Though, from the looks of what else was announced about what you’ve been doing this week, you personally seem to have more than a few significant things going on.  Don’t think I missed what DEADLINE’s Katie Campione wrote about what else put your name and face back in the news:

SAG-AFTRA’s Duncan Crabtree-Ireland urged lawmakers to move forward with an AI bill which seeks to provide historic protection against generative artificial intelligence.

“AI technology, left unregulated, poses an existential threat not only to SAG-AFTRA’s members, but to civil discourse, student health & welfare, democracy and national security,” he said during his testimony to members of the Senate Judiciary Committee’s Subcommittee on Intellectual Property about the NO FAKES Act (read it here). 

Crabtree-Ireland argued Tuesday that federal regulation is necessary to fully protect the union’s members, because they “cannot control what others do with AI generated digital replicas of them and cannot successfully demand compensation for that use.

“For an artist, their voice and likeness are the foundation of their performance, brand, and identity, developed over time, through investment and hard work. Taking that voice and likeness is a form of theft. It is definitely unethical and must be made illegal,” he said.

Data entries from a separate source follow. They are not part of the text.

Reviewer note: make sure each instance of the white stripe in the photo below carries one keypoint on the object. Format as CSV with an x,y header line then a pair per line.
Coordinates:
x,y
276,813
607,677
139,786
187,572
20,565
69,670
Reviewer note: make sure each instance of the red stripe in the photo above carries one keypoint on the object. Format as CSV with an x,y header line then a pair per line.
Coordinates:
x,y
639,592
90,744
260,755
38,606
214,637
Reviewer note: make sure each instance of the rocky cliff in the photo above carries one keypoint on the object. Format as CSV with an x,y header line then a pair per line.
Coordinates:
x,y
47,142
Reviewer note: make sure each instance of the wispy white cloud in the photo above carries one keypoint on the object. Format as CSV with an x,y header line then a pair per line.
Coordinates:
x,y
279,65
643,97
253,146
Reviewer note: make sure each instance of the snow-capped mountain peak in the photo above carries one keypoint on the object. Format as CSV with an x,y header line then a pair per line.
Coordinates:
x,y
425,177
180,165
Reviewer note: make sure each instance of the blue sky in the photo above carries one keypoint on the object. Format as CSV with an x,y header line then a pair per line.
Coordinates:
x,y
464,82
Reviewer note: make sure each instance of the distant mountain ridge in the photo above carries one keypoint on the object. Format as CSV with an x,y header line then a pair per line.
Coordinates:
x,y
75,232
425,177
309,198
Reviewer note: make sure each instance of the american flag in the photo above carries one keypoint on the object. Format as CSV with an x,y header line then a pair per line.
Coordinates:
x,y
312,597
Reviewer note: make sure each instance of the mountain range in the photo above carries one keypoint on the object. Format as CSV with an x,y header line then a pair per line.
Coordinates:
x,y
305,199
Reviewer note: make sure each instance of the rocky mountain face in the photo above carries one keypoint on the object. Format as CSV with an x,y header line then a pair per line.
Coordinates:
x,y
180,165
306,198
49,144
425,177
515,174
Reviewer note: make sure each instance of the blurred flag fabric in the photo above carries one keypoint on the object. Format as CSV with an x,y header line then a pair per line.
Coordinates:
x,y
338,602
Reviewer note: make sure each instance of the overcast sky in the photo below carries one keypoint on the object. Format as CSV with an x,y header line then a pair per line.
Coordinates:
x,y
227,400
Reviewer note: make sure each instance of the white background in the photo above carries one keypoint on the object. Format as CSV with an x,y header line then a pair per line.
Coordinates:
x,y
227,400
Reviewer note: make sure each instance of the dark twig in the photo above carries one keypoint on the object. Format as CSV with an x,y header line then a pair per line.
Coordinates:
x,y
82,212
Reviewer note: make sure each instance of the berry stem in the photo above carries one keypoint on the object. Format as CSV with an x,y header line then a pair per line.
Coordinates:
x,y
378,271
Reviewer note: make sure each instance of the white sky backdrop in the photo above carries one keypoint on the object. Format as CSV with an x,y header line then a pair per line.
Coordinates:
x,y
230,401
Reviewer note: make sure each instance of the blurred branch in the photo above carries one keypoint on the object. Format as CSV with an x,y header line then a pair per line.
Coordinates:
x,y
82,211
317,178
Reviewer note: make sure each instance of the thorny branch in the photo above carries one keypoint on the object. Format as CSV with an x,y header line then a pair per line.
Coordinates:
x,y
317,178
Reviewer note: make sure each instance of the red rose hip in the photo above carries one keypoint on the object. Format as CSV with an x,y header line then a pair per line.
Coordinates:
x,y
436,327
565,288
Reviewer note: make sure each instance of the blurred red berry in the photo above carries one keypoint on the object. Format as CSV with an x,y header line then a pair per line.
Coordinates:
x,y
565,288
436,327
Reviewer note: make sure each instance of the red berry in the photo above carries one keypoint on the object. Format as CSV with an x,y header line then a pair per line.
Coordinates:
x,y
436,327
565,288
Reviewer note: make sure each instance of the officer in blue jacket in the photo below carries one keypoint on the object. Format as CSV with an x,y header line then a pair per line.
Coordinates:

So yep, you’re a very, very busy man.  But we both know that we’re about to reach the end of another Emmy awards season cycle, the commencement of upfront negotiations and about that  time that Mr. Sarandos promised the world another data dump, which if his recent pronouncement that they plan to change what they report yet again by year’s end is any indication you may or may not be getting something you can easily conflate with what they provided earlier, let alone extrapolate from it the level of detail needed to make full use of the numbers and tools your not-inexpensive Nielsen deal is allowing you.

So please take this as constructive advice from a truly passionate and qualified professional that no matter how many folks you may already have working on this for you, trust me, you likely don’t have enough to handle all that’s ahead of you, especially when you’re clearly preoccupied with other significant existential issues.

As I’ve attempted to convey to you previously, there’s quite a number of us out there that are seeking some sort of work, thanks in no small part to the priorities to short-term Wall Street reporting and the lack of success so many of those streaming services have seen with so many shows that will likely not contribute to that $40 million success pool that have left so many of is in the kind of need that your membership expressed to you and my one-time Queens neighbor, your boss Fran Drescher, so passionately and effectively a year ago.

Speaking strictly for myself, my own needs are right up there with the intensity of my desire to want to be sure your constituents get what they deserve.  I’m not breathing without the kindness and largesse of some of them.    So you’ll likely not find anyone out there with the combination of expertise, intuition and motivation, and I can assure you, my rate card is more than negotiable.

But I also know the task ahead for you is anything but a one-person job.  What you need is a task force of a few of us, each with slightly different specific areas of expertise in data analysis and deal-making, to make full use of your investment.  And to most effectively service the massive constituency you are charged with representing.

So please, Mr. Crabtree-Ireland, give this memo more than just a fleeting thought.  I’ve been to more than a few of these kind of rodeos, and you’ve got quite a bronc to tame in this case.   You need us, arguably at least as much as we need you.

I look forward to at least the opportunity to discuss this further with you and your team.